The Computer Fraud and Abuse Act (CFAA) punishes whoever:
"knowingly and with intent to defraud, accesses a protected computer without authorization, or exceeds authorized access, and by means of such conduct furthers the intended fraud and obtains anything of value, unless the object of the fraud and the thing obtained consists only of the use of the computer and the value of such use is not more than $5,000 in any 1-year period." See, 18 U.S.C. §1030(a)(4)"
The CFAA defines "exceeds authorized access" as:
"to access a computer with authorization and to use such access to obtain or alter information in the computer that the accesser is not entitled so to obtain or alter." 18 U.S.C. § 1030(e)(6).
In Nosal, Nosal argued that the CFAA is essentially an anti-hacking statute and was not meant to apply to individuals who access a computer with authorization, but then misuse the information they obtained.

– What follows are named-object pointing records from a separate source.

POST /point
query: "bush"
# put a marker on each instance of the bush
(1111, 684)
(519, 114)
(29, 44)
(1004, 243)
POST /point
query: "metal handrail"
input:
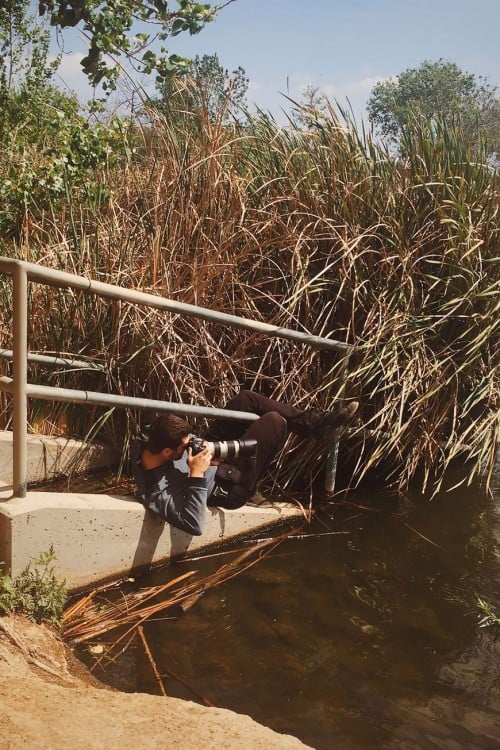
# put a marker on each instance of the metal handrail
(21, 390)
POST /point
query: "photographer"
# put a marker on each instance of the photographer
(178, 482)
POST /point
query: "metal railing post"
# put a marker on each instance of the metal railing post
(333, 454)
(19, 391)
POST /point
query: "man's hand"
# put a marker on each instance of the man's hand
(199, 463)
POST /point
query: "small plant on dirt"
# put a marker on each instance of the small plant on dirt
(36, 592)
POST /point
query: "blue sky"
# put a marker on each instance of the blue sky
(343, 47)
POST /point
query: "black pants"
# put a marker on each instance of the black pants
(275, 421)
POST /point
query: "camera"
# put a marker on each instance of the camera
(223, 449)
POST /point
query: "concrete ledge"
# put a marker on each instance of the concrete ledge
(49, 457)
(99, 537)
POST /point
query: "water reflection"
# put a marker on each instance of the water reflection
(361, 639)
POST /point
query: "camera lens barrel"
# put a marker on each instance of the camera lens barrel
(222, 449)
(233, 448)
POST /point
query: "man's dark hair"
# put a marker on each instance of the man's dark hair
(167, 431)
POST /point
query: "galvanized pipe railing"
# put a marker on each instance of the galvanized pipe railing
(22, 272)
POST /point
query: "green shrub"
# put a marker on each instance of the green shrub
(36, 592)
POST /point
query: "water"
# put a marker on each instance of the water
(369, 638)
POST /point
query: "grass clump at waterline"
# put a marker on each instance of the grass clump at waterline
(320, 230)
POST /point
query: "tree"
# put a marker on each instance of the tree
(437, 90)
(109, 25)
(205, 88)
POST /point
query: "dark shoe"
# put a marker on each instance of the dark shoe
(327, 422)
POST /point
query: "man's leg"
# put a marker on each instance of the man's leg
(305, 423)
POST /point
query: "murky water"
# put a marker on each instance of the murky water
(367, 638)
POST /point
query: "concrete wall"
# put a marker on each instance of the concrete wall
(98, 537)
(49, 457)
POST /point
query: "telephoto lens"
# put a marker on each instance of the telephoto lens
(222, 449)
(233, 448)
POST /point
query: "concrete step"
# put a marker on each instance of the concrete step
(99, 537)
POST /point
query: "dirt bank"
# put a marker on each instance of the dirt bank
(49, 701)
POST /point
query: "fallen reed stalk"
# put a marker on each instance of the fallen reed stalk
(95, 615)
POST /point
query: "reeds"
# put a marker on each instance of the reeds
(319, 230)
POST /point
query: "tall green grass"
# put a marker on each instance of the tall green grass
(320, 230)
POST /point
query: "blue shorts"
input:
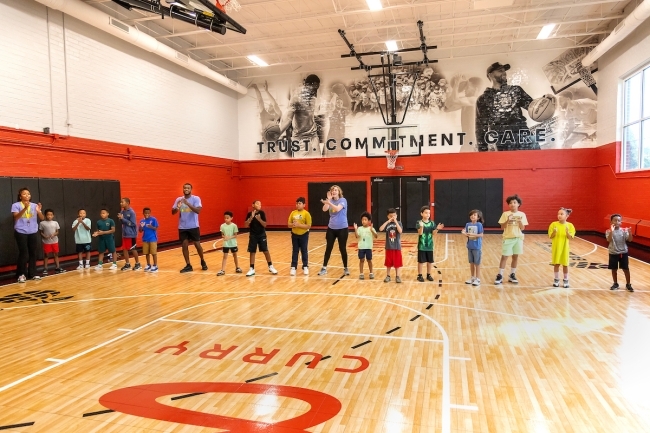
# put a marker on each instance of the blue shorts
(474, 256)
(365, 254)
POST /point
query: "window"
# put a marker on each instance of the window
(636, 122)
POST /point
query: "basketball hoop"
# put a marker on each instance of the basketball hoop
(391, 158)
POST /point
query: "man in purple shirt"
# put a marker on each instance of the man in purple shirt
(189, 206)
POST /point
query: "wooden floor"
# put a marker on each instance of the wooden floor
(85, 351)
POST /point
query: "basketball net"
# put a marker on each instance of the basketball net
(391, 158)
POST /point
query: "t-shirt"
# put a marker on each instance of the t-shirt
(425, 240)
(393, 237)
(149, 235)
(365, 237)
(617, 245)
(256, 227)
(474, 229)
(28, 223)
(301, 217)
(82, 234)
(339, 220)
(188, 219)
(129, 226)
(229, 230)
(49, 228)
(104, 226)
(512, 230)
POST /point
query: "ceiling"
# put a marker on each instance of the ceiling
(302, 35)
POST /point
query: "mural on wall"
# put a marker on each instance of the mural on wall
(520, 103)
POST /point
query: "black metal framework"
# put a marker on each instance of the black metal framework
(390, 60)
(212, 18)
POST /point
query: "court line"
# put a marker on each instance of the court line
(309, 331)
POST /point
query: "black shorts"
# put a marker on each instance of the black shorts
(189, 234)
(619, 261)
(255, 241)
(425, 256)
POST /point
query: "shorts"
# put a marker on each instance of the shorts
(365, 254)
(149, 247)
(189, 234)
(51, 248)
(128, 243)
(106, 242)
(474, 256)
(83, 248)
(512, 247)
(393, 259)
(619, 261)
(257, 241)
(425, 256)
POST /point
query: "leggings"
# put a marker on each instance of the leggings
(330, 237)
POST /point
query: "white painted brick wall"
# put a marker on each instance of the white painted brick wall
(116, 92)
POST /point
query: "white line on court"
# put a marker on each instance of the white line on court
(309, 331)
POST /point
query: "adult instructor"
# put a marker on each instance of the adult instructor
(337, 228)
(189, 207)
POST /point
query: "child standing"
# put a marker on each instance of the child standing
(129, 234)
(106, 241)
(365, 233)
(149, 229)
(299, 223)
(426, 229)
(50, 234)
(474, 232)
(393, 258)
(513, 223)
(560, 232)
(82, 238)
(618, 254)
(229, 233)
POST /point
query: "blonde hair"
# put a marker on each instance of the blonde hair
(337, 187)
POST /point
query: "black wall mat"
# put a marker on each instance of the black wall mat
(354, 192)
(8, 248)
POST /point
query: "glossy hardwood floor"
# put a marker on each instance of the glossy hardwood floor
(111, 351)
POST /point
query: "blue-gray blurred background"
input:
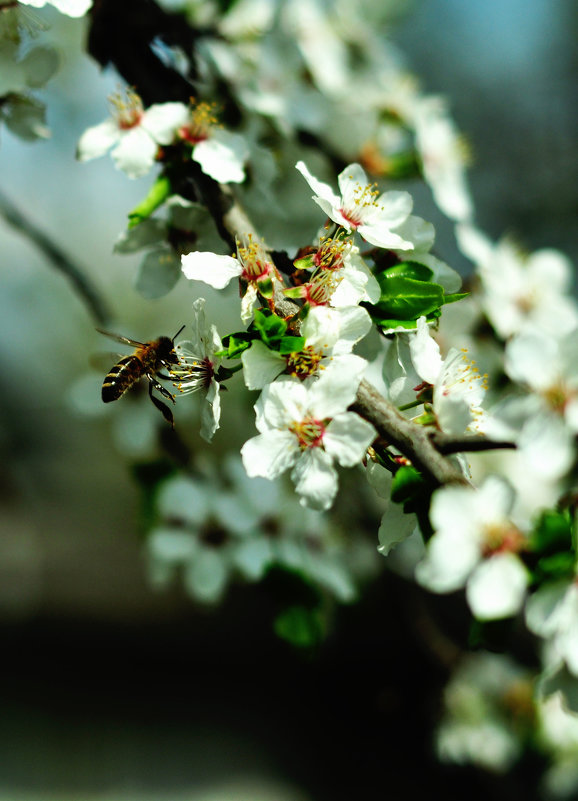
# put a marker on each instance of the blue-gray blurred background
(112, 691)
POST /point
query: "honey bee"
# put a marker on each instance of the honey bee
(147, 361)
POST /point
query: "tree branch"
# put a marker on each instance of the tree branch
(409, 438)
(81, 284)
(466, 443)
(427, 450)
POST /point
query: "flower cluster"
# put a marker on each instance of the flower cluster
(459, 408)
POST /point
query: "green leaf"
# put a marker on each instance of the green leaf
(158, 193)
(406, 483)
(552, 532)
(270, 327)
(407, 269)
(299, 626)
(291, 344)
(407, 299)
(557, 566)
(455, 296)
(235, 344)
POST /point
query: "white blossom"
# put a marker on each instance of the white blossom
(133, 133)
(521, 291)
(444, 155)
(305, 427)
(548, 366)
(360, 207)
(330, 335)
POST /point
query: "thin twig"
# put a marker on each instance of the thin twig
(58, 258)
(467, 443)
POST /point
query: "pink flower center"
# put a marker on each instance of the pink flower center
(309, 432)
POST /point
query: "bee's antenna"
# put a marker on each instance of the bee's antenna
(178, 332)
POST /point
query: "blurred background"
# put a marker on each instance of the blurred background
(113, 691)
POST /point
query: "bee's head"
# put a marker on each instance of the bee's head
(167, 351)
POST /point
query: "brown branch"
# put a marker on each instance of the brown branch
(411, 439)
(59, 259)
(466, 443)
(426, 451)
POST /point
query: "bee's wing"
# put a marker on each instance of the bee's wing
(104, 360)
(119, 338)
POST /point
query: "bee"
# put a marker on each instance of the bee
(147, 361)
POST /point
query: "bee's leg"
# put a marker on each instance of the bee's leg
(159, 387)
(162, 407)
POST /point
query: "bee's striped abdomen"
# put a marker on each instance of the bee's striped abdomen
(121, 377)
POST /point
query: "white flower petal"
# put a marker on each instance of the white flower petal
(206, 576)
(281, 404)
(321, 189)
(135, 153)
(217, 271)
(211, 411)
(425, 353)
(158, 273)
(336, 387)
(222, 157)
(270, 454)
(96, 141)
(261, 365)
(162, 120)
(497, 587)
(347, 437)
(315, 479)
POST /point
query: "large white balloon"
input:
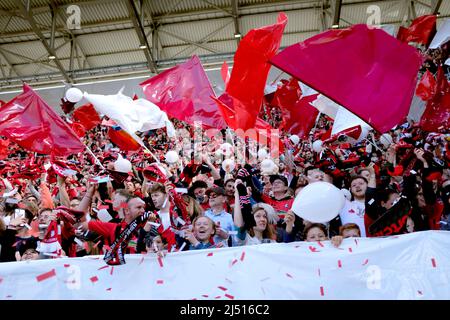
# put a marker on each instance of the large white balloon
(74, 95)
(122, 165)
(386, 140)
(319, 202)
(171, 157)
(317, 145)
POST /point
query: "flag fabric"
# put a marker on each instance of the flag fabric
(87, 116)
(364, 70)
(442, 36)
(437, 111)
(184, 92)
(250, 70)
(131, 115)
(35, 126)
(421, 30)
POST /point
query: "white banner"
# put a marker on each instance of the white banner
(412, 266)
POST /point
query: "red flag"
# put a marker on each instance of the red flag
(31, 123)
(369, 72)
(421, 30)
(250, 70)
(184, 92)
(87, 116)
(437, 112)
(426, 87)
(122, 139)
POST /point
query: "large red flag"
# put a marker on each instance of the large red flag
(437, 112)
(364, 70)
(31, 123)
(421, 30)
(184, 92)
(250, 69)
(297, 114)
(87, 116)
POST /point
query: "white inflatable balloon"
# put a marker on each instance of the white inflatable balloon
(74, 95)
(317, 145)
(171, 157)
(122, 165)
(294, 139)
(319, 202)
(228, 165)
(386, 140)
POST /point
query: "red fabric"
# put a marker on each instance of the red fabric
(184, 92)
(35, 126)
(437, 111)
(364, 70)
(421, 30)
(250, 70)
(123, 140)
(426, 88)
(87, 116)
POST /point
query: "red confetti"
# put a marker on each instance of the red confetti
(242, 256)
(47, 275)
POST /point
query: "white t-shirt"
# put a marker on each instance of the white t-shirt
(353, 212)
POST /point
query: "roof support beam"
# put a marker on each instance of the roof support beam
(139, 28)
(26, 11)
(435, 5)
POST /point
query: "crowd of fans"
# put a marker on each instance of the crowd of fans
(195, 204)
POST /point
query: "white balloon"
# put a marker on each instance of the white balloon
(262, 154)
(228, 165)
(386, 140)
(317, 145)
(319, 202)
(74, 95)
(171, 157)
(122, 165)
(294, 139)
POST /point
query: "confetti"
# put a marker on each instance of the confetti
(433, 262)
(243, 256)
(45, 276)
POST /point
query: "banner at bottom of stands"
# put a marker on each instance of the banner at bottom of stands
(412, 266)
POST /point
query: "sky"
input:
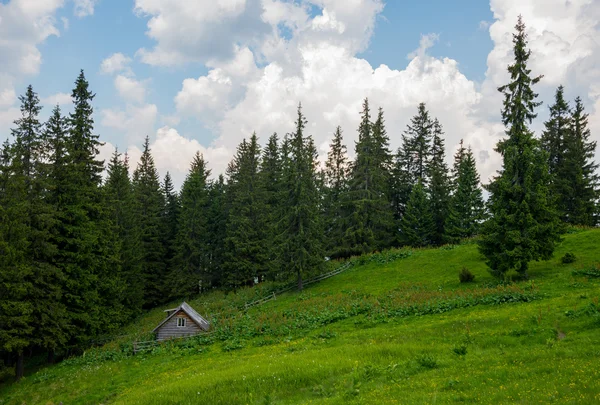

The government, on the other hand, argued that the CFAA is not so limited and was meant to apply not only to hackers, but to anyone who "exceeds authorized access" and thereafter to anyone who misappropriates the information obtained. The difference is not as subtle as it seems. Under the government's argument, the CFAA has been used by employers in civil cases to argue that an employee violated §1030(a)(2)(C) by merely checking Facebook and sending personal email in violation of a company policy.
In Nosal, The Ninth Circuit Court of Appeals held that the CFAA should be read to only govern employee access to their employer's computer information, not the employee's use of their employer's computer information that the employee is otherwise entitled to access. In short, the CFAA applies to computer "hacking" violations ("restrictions on access"), not to incidental employee computer usage for non-work purposes (“restrictions on its use").
Employees and employers in California should proceed with caution, as there is a growing likelihood that eventually the U.S. Supreme Court will decide this issue since different circuit courts have come to different conclusions on the scope of the CFAA.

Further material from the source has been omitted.